Participants, 2nd Bangallore Microscopy Course, 2009

“Super resolution microscopy removes obstacles faced in light microscopy, which has been employed for more than a century. It provides biologists a chance to revisit various processes within the cells at higher resolution and arrive at new inferences that can revolutionize biology,” says Bo Huang assistant professor at University of California San Francisco, and major collaborator with Xiaowei Zhuang, developer of the STORM technique. It is now being used to study the organization of chromatin, proteins in cellular membranes, and synapses of neurons, to mention a few significant areas of active study. The upheaval in super resolution microscopy, as applied to biology, started with the development of STED (stimulated emission depletion) by Stefan Hell at Max Planck Institute of Biophysical Chemistry, Gottingen. Eric Betzig and Harald Hess at Janelia Farm, Howard Hughes Medical Institute developed PALM (photo activated localization microscopy) to achieve temporal and spatial resolution in molecules that are 25 nanometers apart. In order to understand the behaviour of single molecules, STORM (stochastic optical reconstruction microscopy) was developed by Xiaowei Zhuang’s laboratory at Harvard University. Satyajit Mayor, dean of NCBS already utilizes STED, to solve puzzles in cell biology, in particular the structure of “lipid rafts” of clustered proteins in the plasma membrane.

The tightly-packed course laid special emphasis on super resolution microscopy and the participants felt privileged to learn about these cutting edge techniques in microscopy. “The didactic lectures were superb. The structure of the course was also well planned,” said Arpan Kumar Rai from TIFR Mumbai. The friendly atmosphere typical of NCBS events was also much appreciated: “The extremely informal set-up between instructors and students made it a dynamic workshop”, said Dhananjay Huilgol, TIFR, Mumbai.

A demonstration, using the same cell, of the increased resolving power of super-resolution microscopy


Traditional fluorescence microscopy reveals the general location of the fluorescently labeled membrane protein farnesyl within a cell. This photo, and explanatory text (and the two photos/text below): modified from photos provided by kind permission of Dr Harald Hess, Janelia Farm, Howard Hughes Medical Institute, Ashburn, Virginia.


With PALM imaging, the two dimensional distribution of the labeled membrane proteins becomes much clearer. However, it is impossible to determine the vertical position of the fluorescent molecules in the flat image.


iPALM pinpoints the three-dimensional distribution of the fluorescently tagged membrane proteins. In this image, the vertical position has been color coded, with red molecules being the deepest and purple the highest.

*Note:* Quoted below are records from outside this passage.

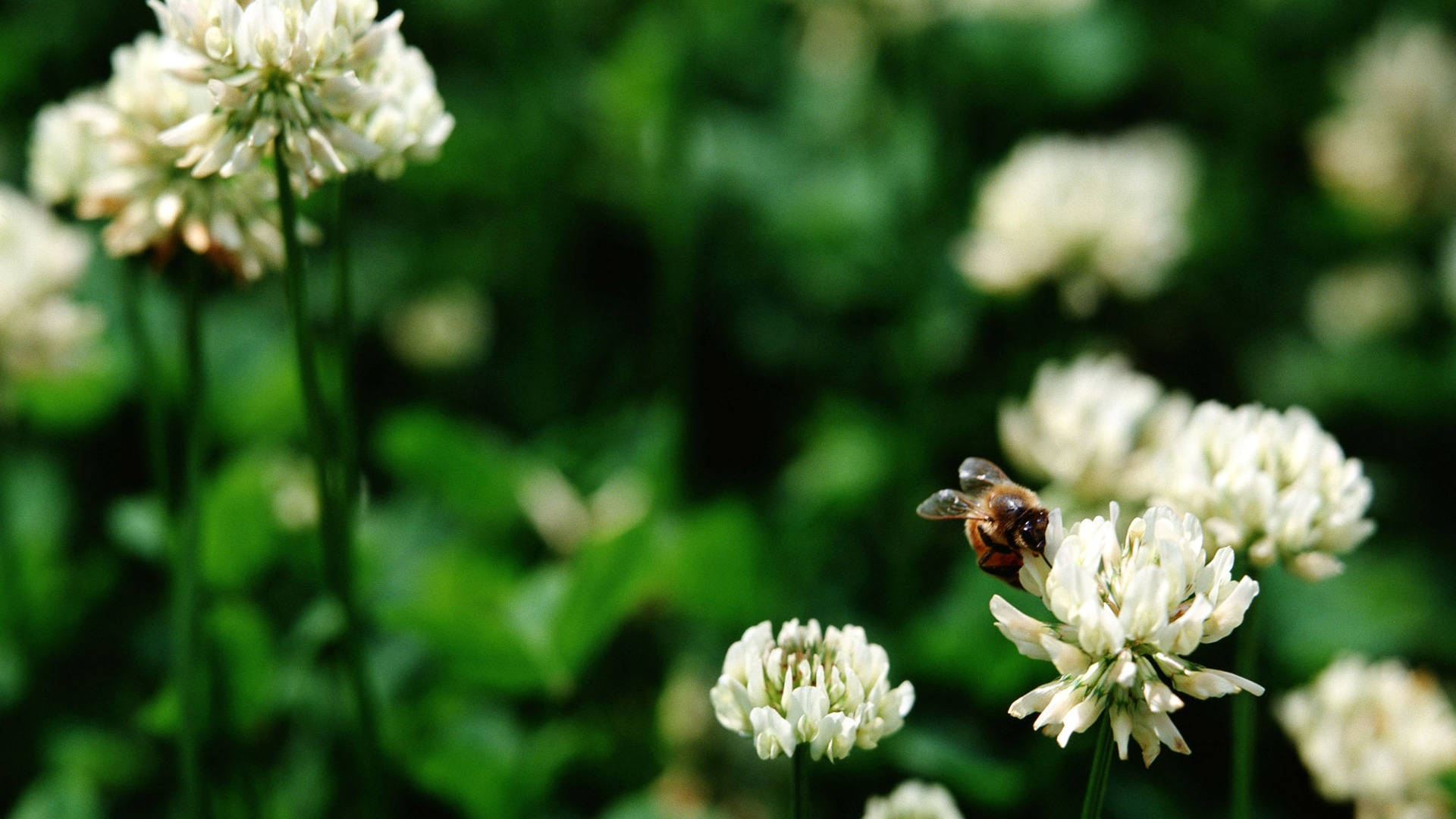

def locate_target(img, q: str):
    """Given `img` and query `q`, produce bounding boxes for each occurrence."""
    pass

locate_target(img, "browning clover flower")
[711,620,915,761]
[30,33,282,280]
[992,503,1264,765]
[956,128,1195,315]
[1000,356,1190,507]
[149,0,408,187]
[0,187,102,384]
[1144,400,1374,580]
[864,780,964,819]
[1276,656,1456,819]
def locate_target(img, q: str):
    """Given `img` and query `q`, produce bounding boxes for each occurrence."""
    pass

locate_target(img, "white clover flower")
[30,33,282,280]
[1000,356,1190,507]
[351,29,454,179]
[383,286,494,370]
[1274,656,1456,817]
[709,620,915,761]
[864,780,964,819]
[27,90,109,204]
[0,187,102,381]
[992,503,1264,765]
[1309,22,1456,221]
[1306,261,1421,348]
[956,128,1195,315]
[149,0,403,187]
[1144,400,1374,580]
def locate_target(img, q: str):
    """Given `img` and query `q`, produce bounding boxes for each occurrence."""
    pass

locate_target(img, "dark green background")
[0,0,1456,819]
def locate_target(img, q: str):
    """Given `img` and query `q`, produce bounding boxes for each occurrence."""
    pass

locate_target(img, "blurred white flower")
[27,89,108,204]
[516,466,652,554]
[30,33,282,280]
[264,453,318,533]
[149,0,428,187]
[1310,22,1456,221]
[956,128,1195,315]
[709,620,915,761]
[0,185,102,381]
[864,780,964,819]
[1276,656,1456,819]
[1000,354,1190,507]
[1143,400,1374,580]
[937,0,1097,19]
[992,503,1264,765]
[1307,261,1421,347]
[384,287,492,370]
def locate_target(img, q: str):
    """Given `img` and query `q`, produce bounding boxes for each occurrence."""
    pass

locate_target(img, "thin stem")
[274,142,380,814]
[173,256,206,816]
[334,177,361,520]
[1228,579,1260,819]
[1082,714,1112,819]
[121,256,174,509]
[793,748,810,819]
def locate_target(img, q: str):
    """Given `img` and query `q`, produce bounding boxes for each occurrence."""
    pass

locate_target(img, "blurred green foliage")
[0,0,1456,819]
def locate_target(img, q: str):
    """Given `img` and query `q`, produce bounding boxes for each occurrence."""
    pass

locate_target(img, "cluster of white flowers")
[30,33,282,280]
[1000,356,1191,507]
[709,620,915,761]
[0,187,102,381]
[1276,656,1456,819]
[864,780,964,819]
[992,504,1264,765]
[149,0,454,187]
[956,128,1195,315]
[1310,22,1456,221]
[1143,400,1374,580]
[1000,357,1374,580]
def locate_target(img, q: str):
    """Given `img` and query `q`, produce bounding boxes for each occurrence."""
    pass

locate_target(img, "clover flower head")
[864,780,964,819]
[149,0,403,187]
[1274,656,1456,816]
[1146,400,1374,580]
[351,29,454,179]
[30,33,293,280]
[1000,354,1190,506]
[709,620,915,761]
[0,187,102,381]
[956,128,1195,315]
[1309,20,1456,223]
[992,503,1264,765]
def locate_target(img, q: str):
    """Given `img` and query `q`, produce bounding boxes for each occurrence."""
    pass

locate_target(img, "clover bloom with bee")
[709,620,915,761]
[992,504,1264,765]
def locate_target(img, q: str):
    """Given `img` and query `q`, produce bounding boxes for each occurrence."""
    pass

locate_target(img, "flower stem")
[1082,714,1112,819]
[274,142,380,814]
[792,748,810,819]
[334,177,362,520]
[173,258,206,817]
[121,256,173,509]
[1228,582,1260,819]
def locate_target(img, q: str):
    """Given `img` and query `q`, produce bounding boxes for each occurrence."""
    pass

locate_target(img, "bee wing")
[915,490,975,520]
[961,457,1010,493]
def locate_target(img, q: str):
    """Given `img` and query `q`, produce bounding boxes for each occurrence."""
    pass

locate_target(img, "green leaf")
[375,410,519,531]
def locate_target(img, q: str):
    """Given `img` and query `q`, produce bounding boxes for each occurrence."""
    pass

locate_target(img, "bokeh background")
[0,0,1456,819]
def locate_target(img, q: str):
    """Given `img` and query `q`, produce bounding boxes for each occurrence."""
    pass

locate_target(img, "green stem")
[173,258,206,816]
[1228,582,1260,819]
[792,748,810,819]
[121,256,176,509]
[1082,714,1112,819]
[334,177,362,520]
[274,136,380,814]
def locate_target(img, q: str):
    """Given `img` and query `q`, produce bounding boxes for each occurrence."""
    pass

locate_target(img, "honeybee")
[916,457,1048,588]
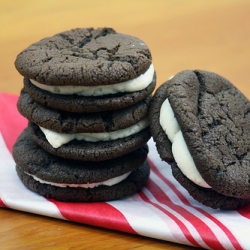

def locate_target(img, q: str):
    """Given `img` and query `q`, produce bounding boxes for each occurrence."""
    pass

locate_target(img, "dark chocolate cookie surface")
[29,122,151,161]
[17,89,151,133]
[13,129,148,184]
[16,161,150,202]
[15,28,152,86]
[149,70,250,204]
[24,76,156,113]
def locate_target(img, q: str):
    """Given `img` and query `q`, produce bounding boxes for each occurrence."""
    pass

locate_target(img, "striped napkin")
[0,94,250,249]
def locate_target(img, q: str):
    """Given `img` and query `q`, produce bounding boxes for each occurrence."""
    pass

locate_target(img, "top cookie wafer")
[15,28,151,86]
[149,70,250,209]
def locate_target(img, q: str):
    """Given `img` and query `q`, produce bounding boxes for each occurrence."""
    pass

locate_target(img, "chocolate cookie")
[149,70,250,209]
[13,129,149,202]
[21,75,156,113]
[17,89,151,134]
[15,28,152,86]
[29,122,151,161]
[15,28,155,112]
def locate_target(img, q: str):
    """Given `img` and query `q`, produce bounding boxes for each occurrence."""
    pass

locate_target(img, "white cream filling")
[30,64,154,96]
[25,171,131,188]
[40,117,149,148]
[160,99,211,188]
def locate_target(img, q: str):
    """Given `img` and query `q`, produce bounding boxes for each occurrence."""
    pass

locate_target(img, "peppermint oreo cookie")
[149,70,250,209]
[17,89,151,134]
[13,129,149,202]
[13,28,153,202]
[15,28,156,112]
[29,123,151,161]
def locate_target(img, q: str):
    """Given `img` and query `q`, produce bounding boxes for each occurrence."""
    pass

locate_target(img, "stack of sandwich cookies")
[13,28,155,201]
[149,70,250,209]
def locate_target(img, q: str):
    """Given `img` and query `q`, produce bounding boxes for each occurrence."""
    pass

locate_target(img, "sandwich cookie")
[17,89,151,134]
[15,28,156,112]
[28,122,151,161]
[149,70,250,209]
[13,129,149,202]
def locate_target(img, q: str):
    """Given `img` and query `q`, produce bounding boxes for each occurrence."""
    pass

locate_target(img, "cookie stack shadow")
[13,28,156,202]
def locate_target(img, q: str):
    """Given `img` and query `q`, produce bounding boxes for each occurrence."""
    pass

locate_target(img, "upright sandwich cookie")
[149,70,250,209]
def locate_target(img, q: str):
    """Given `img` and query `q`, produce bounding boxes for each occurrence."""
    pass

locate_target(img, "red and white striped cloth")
[0,94,250,249]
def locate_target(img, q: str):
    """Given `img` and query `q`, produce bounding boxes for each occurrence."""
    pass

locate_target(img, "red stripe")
[48,199,137,234]
[146,180,224,249]
[0,198,7,207]
[138,189,201,247]
[0,94,27,152]
[237,204,250,220]
[149,160,243,249]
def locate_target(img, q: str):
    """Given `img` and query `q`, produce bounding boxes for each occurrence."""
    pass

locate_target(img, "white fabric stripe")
[107,194,186,244]
[207,211,250,249]
[144,189,209,249]
[0,133,65,220]
[151,170,234,249]
[148,140,243,249]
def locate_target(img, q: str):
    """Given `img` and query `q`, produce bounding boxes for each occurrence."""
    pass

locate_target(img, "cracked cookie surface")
[15,28,152,86]
[149,70,250,208]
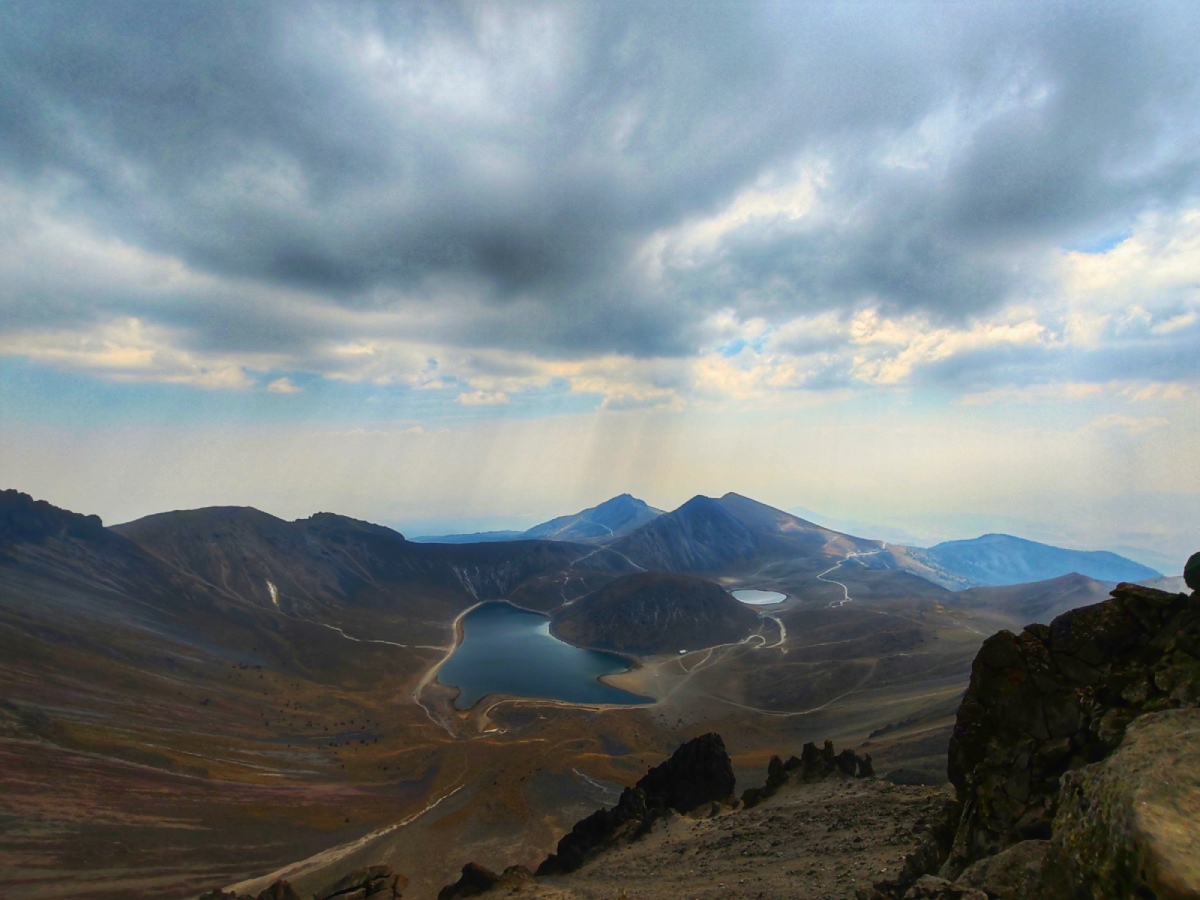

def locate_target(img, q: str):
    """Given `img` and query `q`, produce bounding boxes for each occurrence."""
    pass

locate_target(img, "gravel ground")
[497,779,953,900]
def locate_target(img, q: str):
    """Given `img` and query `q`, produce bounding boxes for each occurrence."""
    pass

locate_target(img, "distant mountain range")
[907,534,1162,588]
[413,493,662,544]
[415,493,1160,590]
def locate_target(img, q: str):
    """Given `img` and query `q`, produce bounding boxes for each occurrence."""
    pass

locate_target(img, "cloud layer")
[0,2,1200,409]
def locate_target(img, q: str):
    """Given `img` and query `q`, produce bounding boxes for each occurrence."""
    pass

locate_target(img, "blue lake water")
[733,590,787,606]
[438,602,650,709]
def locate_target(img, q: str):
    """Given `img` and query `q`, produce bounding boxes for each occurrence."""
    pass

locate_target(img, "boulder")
[1033,709,1200,900]
[438,863,500,900]
[958,841,1049,900]
[256,878,300,900]
[313,865,408,900]
[904,875,988,900]
[538,733,734,875]
[941,584,1200,878]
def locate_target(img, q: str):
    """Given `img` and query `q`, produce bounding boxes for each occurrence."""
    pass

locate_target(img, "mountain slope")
[611,493,881,572]
[551,572,758,654]
[113,506,631,616]
[414,493,662,544]
[908,534,1160,587]
[949,572,1112,624]
[524,493,662,541]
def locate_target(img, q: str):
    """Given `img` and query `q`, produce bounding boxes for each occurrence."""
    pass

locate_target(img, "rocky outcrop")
[958,841,1049,900]
[742,740,875,809]
[1034,709,1200,900]
[199,878,301,900]
[199,865,408,900]
[552,572,762,655]
[438,863,533,900]
[538,733,734,875]
[942,584,1200,877]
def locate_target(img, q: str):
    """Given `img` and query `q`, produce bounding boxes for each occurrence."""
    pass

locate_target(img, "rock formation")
[199,865,408,900]
[742,740,875,809]
[552,572,761,655]
[538,733,734,875]
[438,863,533,900]
[1034,709,1200,900]
[943,584,1200,875]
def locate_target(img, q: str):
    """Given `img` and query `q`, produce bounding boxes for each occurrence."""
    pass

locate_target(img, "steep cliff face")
[943,584,1200,875]
[538,733,734,875]
[1034,709,1200,900]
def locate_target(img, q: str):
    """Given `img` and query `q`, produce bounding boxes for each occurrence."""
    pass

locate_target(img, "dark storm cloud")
[0,2,1200,355]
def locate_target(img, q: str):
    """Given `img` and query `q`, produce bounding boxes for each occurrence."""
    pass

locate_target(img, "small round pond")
[438,602,652,709]
[733,590,787,606]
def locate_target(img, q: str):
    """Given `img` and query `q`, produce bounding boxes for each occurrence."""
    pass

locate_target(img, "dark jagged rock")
[942,584,1200,877]
[1026,709,1200,900]
[199,865,408,900]
[438,863,500,900]
[313,865,408,900]
[199,878,301,900]
[0,490,108,547]
[438,863,533,900]
[742,756,800,809]
[538,733,734,875]
[904,875,988,900]
[959,841,1048,900]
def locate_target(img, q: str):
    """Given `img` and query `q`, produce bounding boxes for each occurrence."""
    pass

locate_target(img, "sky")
[0,0,1200,571]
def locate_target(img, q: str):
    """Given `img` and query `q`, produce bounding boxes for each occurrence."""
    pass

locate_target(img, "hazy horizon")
[0,2,1200,568]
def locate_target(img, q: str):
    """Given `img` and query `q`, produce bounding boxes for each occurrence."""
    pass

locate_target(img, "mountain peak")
[524,493,662,544]
[295,512,404,540]
[0,488,107,544]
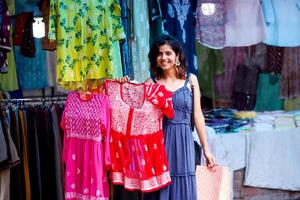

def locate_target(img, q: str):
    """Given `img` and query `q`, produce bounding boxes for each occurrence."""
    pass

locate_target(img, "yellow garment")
[234,111,256,119]
[48,0,125,90]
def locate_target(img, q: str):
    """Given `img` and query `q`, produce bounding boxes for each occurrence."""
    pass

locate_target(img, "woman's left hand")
[116,76,130,83]
[204,150,216,169]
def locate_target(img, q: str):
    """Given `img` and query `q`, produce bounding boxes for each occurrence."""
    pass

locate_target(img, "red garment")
[106,81,174,192]
[61,92,110,200]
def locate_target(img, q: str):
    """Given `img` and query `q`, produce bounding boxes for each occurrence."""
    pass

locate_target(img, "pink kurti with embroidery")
[61,92,110,200]
[106,81,174,192]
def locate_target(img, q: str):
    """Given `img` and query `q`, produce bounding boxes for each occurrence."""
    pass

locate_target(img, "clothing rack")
[0,96,67,104]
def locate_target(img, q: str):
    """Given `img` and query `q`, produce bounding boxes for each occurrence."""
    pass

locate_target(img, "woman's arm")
[190,74,215,167]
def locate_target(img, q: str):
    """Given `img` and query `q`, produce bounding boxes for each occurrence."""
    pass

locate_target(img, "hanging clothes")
[120,0,133,79]
[264,46,284,74]
[0,103,64,200]
[40,0,57,51]
[48,0,125,89]
[195,0,226,49]
[130,0,150,83]
[106,81,174,192]
[196,42,223,99]
[214,47,246,102]
[149,0,162,44]
[254,73,283,112]
[161,0,198,74]
[261,0,300,47]
[14,0,39,15]
[61,92,111,199]
[14,39,47,89]
[0,1,11,73]
[0,42,19,92]
[225,0,266,47]
[233,64,259,110]
[154,75,197,200]
[280,47,300,99]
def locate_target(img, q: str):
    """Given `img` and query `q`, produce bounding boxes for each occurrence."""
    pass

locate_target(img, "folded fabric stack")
[234,111,256,119]
[204,109,253,134]
[254,113,275,131]
[287,110,300,127]
[274,113,296,129]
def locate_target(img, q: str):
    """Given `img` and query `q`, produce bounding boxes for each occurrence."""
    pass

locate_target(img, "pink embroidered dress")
[61,92,110,200]
[106,81,174,192]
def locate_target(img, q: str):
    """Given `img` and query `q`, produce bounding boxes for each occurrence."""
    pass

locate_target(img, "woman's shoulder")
[188,73,198,85]
[145,77,154,83]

Cross-sections of small regions of the image are shown in the white boxes on the right, and reveal two layers of the labeled membrane proteins -- at the top and bottom of the cell.


Bangalore Microscopy Course

Bangalore Microscopy Course was definitely the most valuable training course I ever had. It got rid of technical barrier to disassemble and adjust microscopy, therefore, we learned how to develop new setting for new experiments, not only improve current settings in own lab. The course contents were perfectly organized from didactic to hands-on training, and basics to advanced techniques such as STED, super resolution microscopy technique. I believe that the course will provide both short and long term of good effect for all of the participants. TSUKADA, Yuki Graduate School of Science, Nagoya University, Japan.